8. There are additional residual plots that you can use to check if additional variables should be included in your regression model.
- Draw a scatterplot with the residuals on the Y axis and the number of features of the house (FEAT) on the X axis. A pattern such as a trend would indicate that FEAT provides additional predictive power above and beyond SQFT and CUST.
- Draw boxplots for the residuals with the corner lot variable (COR: 1=Yes, 2=No) as the category axis. If one boxplot is a lot higher/lower than the other, this indicates that COR provides additional predictive power above and beyond SQFT and CUST.
9. A possible violation of the assumptions of the linear regression model is when the variation in the dependent variable is related to one of the fixed factors or to one of the covariates.
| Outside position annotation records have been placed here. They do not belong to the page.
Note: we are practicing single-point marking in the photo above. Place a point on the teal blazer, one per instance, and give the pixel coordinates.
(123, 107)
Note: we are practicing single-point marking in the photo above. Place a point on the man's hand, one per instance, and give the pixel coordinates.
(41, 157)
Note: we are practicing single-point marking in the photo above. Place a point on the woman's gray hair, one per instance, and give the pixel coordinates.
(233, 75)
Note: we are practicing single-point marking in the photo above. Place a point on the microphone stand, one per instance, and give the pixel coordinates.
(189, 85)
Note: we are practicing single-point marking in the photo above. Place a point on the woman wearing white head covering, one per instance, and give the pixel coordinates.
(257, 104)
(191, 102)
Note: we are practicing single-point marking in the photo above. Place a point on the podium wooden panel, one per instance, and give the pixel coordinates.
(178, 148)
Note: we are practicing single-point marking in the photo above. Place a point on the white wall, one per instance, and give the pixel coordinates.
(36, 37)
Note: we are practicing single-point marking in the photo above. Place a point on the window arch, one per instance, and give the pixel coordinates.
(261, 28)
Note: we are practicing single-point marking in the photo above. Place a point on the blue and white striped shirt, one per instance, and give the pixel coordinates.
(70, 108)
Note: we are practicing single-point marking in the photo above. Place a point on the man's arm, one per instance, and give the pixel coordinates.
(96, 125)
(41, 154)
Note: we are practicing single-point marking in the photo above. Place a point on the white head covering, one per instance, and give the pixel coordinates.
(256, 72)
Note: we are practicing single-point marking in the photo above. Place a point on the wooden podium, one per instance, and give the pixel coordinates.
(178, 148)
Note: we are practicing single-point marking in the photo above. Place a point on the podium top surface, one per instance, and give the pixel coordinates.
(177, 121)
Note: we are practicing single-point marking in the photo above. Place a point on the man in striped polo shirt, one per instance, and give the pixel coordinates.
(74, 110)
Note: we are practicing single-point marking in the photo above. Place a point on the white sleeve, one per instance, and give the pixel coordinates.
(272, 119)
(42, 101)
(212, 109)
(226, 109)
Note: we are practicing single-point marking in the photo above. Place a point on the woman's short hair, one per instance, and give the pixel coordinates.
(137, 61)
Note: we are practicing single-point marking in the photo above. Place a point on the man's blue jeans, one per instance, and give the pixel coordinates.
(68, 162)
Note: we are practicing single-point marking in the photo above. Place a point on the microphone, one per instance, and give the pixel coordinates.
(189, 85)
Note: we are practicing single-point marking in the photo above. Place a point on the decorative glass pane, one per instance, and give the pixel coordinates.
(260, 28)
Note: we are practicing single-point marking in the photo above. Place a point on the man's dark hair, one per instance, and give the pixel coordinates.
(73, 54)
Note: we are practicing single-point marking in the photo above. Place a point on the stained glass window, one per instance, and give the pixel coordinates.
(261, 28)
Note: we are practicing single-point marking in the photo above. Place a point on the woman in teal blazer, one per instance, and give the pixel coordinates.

You draw scatterplots and/or boxplots of the residuals versus the factors and covariates. If the variation in one part of the graph is much different than in another part of the graph, you should investigate further. Generally, you need to look for a very large discrepancy: variation that is 2 or 3 times larger/smaller. Discrepancies of this size warrant further investigation and possible use of more complex regression models.
- Draw a boxplot of the residuals with CUST as the category axis. Compare the size of the two boxplots. Is the a twofold or threefold difference in variations?
- Draw a scatterplot of the residuals on the Y axis and SQFT on the X axis. Compare the variation for small square footage houses to the variation for large square footage houses. Do the larger houses tend to have more variation?
10. For the breast feeding data, fit a regression model using TOTAL_AB as the dependent variable and DC_AGE as the independent variable. As noted earlier, linear regression is not an ideal procedure here.
- Compute the residuals and predicted values from this model.
- Draw two scatterplots, relating the residuals to first BW and then GEST_AGE. For both plots, place the residuals on the Y axis. Compare these to the scatterplots for #6. Why do we see a relationship when we use TOTAL_AB, but this relationship disappears when we use the residuals?
- Draw a scatterplot relating the residuals to DC_AGE. Does a linear function of DC_AGe appear sufficient, or is there an additional non-linear relationship that appears in the residual plot?